En Corrèze, le ras-le-bol a poussé les arbitres à organiser une marche blanche en décembre, à Brive, tandis que tous les matches du week-end du 9/10 décembre étaient reportés. La raison? Plusieurs agressions en quelques semaines, dont un arbitre bousculé et frappé pour un carton rouge à un joueur de l'AS Portugais de Tulle, lors d'un match contre Cornil.
La marche des Arbitres en Charente... |
... et en Corrèze, pour manifester leur mécontentement et leur colère !! |
Le 3 février dans le Var, en moins de 17 ans, entre Puget-sur-Argens et Hyères, un Hyérois ne supporte pas d'être exclu et fracture le poignet de l'arbitre de 22 ans. "Le joueur s'enflamme. Il me fait des doigts d'honneur et m'insulte", raconte Esteban GARCIAà l'AFP. "Ses coéquipiers essayent de le retenir mais il sprinte vers moi sur un vingtaine de mètres et m'envoie un gros coup de pied au niveau du poignet. Les insultes ou les crachats, c'est presque tous les week-ends mais c'est la première fois que je suis agressé. Psychologiquement, j'y repense tout le temps. Je me refais la scène tous les jours."
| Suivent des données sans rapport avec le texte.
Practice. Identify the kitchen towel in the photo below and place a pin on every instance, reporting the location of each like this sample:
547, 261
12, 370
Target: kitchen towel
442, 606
Le bénévole a 21 jours d'ITT (interruption temporaire de travail). "C'est la cinquième agression physique en un an (dans le Var) alors qu'on n'était pas coutumier du fait", relève Patrick FAUTRAD, en charge de l'UNAF local. "Cela reste des cas isolés mais c'est difficilement compréhensible en milieu de championnat. D'habitude, c'est en fin de saison que la tension monte."
Il ne faut pas s'étonner...
A la fédération française, Eric BORGHINI, président de la commission fédérale d'arbitrage, reconnaît une "petite flambée de violences". "Cela fonctionne par cycle et on surveille ça de près. On mène un gros travail éducatif mais c'est une politique de longue haleine, avec comme maillon faible parfois l'attitude des parents en bord de terrain."
Toutes les personnes interrogées par l'AFP soulignent des sanctions en général exemplaires, avec de longues suspensions. La loi Lamour de 2006, qui fait des arbitres des "chargés de mission de service public", a permis d'aggraver les peines. Mais encore faut-il identifier les agresseurs.
Le monde amateur réclame enfin davantage d'exemplarité chez les pros vis-à-vis des arbitres."Ce qui se passe à la télé, on en a toujours une réplique sur le terrain", prévient M. LHERMITE. "Les propos des dirigeants ou les travers médiatiques de certains consultants pour faire le buzz, c'est très dangereux. Il ne faut pas s'étonner que dans nos tribunes, on dégueule sur les arbitres au niveau régional."